A questa presenza sfuggente si è aggiunta un’assenza ancor più eloquente. Nonostante il profondo legame familiare, Maria Elena non ha presenziato ai funerali del fratello, ufficialmente a causa delle sue precarie condizioni di salute dopo un ictus. Secondo alcune fonti, ha invitato coloro che desideravano essere presenti alle esequie a donare in beneficenza il denaro che si sarebbe speso per la trasferta. (SkyTg24) Ma tutti si sono guardati dal parlare o smentire della sua visita di febbraio.
Parallelamente ai comunicati ufficiali, già il 14 febbraio avevamo segnalato su Telegram che Bergoglio stava per morire e che, successivamente, sarebbe seguito un deterioramento irreversibile, con l’attivazione di un protocollo d’emergenza per preparare l’inevitabile nel massimo riserbo. (qui)

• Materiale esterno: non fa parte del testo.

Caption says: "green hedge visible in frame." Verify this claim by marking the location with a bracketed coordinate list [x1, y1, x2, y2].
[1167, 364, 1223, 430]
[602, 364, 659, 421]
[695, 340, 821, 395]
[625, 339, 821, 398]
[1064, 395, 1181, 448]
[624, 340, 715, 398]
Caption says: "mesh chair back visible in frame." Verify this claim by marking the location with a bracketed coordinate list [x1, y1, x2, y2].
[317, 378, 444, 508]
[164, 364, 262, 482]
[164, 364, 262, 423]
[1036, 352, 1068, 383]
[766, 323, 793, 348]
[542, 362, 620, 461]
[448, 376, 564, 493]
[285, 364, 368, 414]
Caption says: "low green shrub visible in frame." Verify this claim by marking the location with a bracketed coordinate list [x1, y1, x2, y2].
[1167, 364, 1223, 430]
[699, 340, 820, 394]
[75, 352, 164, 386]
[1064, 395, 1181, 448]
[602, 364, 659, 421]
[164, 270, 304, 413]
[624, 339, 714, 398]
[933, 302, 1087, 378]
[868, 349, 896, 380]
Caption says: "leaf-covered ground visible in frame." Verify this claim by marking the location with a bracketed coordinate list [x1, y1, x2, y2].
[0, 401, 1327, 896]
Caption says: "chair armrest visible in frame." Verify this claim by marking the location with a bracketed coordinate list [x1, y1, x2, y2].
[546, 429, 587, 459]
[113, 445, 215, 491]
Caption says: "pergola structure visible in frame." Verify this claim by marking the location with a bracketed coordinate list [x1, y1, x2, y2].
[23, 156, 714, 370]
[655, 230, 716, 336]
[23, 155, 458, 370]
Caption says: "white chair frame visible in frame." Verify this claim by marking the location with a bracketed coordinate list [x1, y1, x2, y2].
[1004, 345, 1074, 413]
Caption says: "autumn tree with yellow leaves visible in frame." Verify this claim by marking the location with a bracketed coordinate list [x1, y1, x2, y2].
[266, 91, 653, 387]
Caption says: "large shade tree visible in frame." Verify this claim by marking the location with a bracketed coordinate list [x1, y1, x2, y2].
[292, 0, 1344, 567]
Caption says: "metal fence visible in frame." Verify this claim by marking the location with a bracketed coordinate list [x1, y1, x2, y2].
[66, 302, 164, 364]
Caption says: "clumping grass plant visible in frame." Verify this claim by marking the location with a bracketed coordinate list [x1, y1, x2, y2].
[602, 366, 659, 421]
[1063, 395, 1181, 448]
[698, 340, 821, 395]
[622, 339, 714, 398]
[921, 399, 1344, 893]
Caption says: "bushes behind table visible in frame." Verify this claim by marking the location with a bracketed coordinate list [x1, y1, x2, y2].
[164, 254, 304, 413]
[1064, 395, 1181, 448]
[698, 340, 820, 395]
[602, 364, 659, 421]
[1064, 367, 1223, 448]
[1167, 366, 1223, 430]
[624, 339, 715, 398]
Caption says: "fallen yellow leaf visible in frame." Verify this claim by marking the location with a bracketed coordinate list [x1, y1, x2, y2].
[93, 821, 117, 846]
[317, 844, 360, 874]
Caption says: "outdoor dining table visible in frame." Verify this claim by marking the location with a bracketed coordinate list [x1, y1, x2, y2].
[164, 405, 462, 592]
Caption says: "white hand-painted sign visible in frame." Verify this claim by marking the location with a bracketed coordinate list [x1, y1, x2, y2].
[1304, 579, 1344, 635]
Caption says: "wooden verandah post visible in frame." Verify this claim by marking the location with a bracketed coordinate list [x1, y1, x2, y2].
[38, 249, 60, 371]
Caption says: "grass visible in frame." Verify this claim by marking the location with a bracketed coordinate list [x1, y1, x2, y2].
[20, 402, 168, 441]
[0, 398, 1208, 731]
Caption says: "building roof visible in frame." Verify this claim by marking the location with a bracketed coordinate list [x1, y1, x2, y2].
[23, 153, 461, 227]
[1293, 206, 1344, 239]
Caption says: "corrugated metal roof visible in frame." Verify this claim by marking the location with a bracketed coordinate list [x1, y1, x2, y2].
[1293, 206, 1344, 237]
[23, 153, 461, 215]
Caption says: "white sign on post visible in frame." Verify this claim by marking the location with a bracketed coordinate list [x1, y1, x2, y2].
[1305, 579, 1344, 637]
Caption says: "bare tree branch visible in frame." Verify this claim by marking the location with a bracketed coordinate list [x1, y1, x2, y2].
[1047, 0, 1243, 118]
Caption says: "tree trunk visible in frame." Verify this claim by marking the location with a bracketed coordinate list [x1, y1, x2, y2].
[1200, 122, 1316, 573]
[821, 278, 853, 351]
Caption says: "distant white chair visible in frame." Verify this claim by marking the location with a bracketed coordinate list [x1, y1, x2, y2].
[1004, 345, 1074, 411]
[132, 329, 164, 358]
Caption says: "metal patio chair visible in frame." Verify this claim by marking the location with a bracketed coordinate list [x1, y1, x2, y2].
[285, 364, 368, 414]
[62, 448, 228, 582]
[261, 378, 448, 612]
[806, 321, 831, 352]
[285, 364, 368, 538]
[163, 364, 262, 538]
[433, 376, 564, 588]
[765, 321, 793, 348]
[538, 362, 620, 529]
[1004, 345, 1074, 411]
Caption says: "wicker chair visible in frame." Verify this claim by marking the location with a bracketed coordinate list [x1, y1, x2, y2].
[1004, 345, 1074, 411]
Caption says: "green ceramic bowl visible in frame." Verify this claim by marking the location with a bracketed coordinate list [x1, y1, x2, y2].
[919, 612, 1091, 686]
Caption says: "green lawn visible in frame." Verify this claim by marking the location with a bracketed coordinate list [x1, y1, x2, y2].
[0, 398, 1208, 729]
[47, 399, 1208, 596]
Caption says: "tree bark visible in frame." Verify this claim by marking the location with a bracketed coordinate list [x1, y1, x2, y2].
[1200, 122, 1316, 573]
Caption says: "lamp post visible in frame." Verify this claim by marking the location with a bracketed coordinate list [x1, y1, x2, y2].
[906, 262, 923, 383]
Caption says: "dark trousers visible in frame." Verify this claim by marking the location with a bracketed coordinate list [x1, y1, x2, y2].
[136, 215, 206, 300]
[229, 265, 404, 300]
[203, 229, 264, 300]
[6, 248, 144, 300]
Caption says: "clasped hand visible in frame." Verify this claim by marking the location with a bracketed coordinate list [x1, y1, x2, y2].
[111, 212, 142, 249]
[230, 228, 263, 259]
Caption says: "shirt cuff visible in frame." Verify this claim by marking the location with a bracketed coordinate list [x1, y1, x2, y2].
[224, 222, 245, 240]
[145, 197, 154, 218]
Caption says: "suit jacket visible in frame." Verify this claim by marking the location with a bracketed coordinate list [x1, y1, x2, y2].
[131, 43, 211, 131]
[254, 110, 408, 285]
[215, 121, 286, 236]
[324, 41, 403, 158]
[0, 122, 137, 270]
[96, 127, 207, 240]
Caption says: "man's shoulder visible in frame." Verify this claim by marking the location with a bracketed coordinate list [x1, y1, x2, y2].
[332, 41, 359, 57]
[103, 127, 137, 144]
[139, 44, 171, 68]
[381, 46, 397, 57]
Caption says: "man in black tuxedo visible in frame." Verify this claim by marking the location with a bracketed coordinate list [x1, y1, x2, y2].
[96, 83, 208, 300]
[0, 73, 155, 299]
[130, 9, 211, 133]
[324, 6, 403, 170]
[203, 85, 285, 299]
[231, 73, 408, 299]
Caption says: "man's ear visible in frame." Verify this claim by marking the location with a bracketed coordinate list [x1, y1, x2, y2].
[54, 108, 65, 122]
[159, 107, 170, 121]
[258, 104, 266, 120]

4. Il corto circuito di Santa Marta
Ci si sarebbe attesi, dall’ultimo atto del pontificato di Bergoglio, una narrazione limpida, severa e ordinata come una messa solenne. Invece, ciò che il Vaticano ha offerto è stata una partitura stonata: orari divergenti, diagnosi oscillanti, presenze furtive e assenze pesanti.
In un pontificato che aveva scelto la «trasparenza» come bandiera, il finale si consuma tra nebbie impenetrabili e silenzi che parlano più di mille comunicati. Si potrebbe, anzi, sospettare che il gioco delle ombre e dei misteri non sia altro che il frutto di un ordine imposto su un soglio che non gli apparteneva: Bergoglio, pur sedendo sulla “cattedra di San Pietro”, ha forse usurpato una posizione che Benedetto XVI aveva volutamente lasciato impedita, rinunciando alla funzione ma non al titolo.
E forse, proprio così, nella grande tradizione diplomatica vaticana, anche l’ultimo respiro di un “Papa” non legittimo è stato sottratto alla cronaca e custodito, come un segreto, tra le mura della città eterna.